Final Rule Undermines Actuarial Equivalence and Results in Lower Payments to Medicare Advantage Plans
The Patient Protection and Affordable Care Act imposes an obligation on Medicare Advantage plans, among others, to report and repay overpayments to CMS by the later of 60 days after the date on which the overpayment was identified or the date that any corresponding cost report was due. Repayment after the deadline results in risk of a finding of liability under the False Claims Act (FCA). FCA violation can result in treble damages, civil penalties and exclusion from participation in federal health care programs.
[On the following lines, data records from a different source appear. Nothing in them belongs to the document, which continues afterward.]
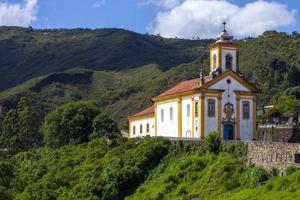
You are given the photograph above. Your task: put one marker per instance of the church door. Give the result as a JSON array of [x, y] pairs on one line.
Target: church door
[[228, 132]]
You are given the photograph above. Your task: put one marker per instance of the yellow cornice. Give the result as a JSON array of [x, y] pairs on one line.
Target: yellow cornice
[[234, 76], [174, 96]]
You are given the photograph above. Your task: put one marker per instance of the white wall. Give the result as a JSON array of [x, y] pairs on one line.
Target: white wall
[[186, 121], [167, 128], [246, 128], [246, 125], [144, 123], [234, 59], [211, 123]]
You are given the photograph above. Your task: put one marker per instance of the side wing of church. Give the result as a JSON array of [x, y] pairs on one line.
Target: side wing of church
[[222, 101]]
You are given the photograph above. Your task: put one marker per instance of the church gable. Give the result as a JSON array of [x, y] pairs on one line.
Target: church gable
[[230, 78]]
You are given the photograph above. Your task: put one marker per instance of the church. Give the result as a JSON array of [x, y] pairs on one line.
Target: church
[[223, 101]]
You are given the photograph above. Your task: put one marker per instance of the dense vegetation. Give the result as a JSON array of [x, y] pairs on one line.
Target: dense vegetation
[[149, 168]]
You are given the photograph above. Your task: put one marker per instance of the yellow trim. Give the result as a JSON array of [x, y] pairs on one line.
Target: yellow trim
[[202, 114], [243, 93], [234, 76], [254, 119], [132, 118], [193, 117], [129, 124], [155, 118], [238, 106], [176, 95], [220, 115], [179, 104]]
Under a proposed rule that CMS introduced in 2014, an “overpayment” was identified as when a Medicare Advantage plan had “actual knowledge of the existence of the overpayment or act[ed] in reckless disregard or deliberate ignorance of the existence of the overpayment.” However, CMS modified that definition in the Final Rule without providing proper notice and comment under the Administrative Procedure Act. Under the Final Rule, an overpayment would be “identified” by a Medicare Advantage plan when it has determined, or should have determined through the exercise of reasonable diligence, that it received an overpayment. CMS further indicated that “reasonable diligence” would include proactive compliance activities that are conducted in good faith by qualified individuals to monitor for receipt of overpayments. As a result of the Final Rule, failure to conduct such proactive compliance activities could subject a Medicare Advantage plan to liability under the FCA.
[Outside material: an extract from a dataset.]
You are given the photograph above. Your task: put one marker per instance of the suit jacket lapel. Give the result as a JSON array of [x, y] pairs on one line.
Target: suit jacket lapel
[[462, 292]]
In this case, plaintiffs, UnitedHealthcare Insurance, argued, and the court agreed, that the Final Rule, as written, obliges plans to withdraw previously submitted codes when a plan has determined or should have determined through reasonable diligence that a diagnostic code was not adequately documented in the underlying medical record. CMS imposed this requirement on Medicare Advantage plans notwithstanding the fact that CMS calculates the plan’s payment on the basis of the average health status of a CMS beneficiary as determined by diagnosis codes obtained from claims data, which CMS conclusively treats as valid without confirmation through review of documentation in the beneficiaries’ records. By imposing validation criteria on Medicare Advantage plans that CMS does not utilize itself when it calculates the risk scores of its own beneficiaries, the Final Rule artificially makes a plan’s beneficiaries appear to have fewer conditions than identical CMS beneficiaries, which therefore leads to underpayment of Medicare Advantage plans.
Impact
Although the Final Rule has been vacated and formal CMS guidance on how to interpret the ACA overpayment requirement is unavailable, the requirement to return and repay all overpayments under the ACA and FCA still stands. Medicare Advantage plans must continue to monitor their payment activity and diligently report any overpayments to CMS.
CMS is considering whether to appeal this summary judgment finding.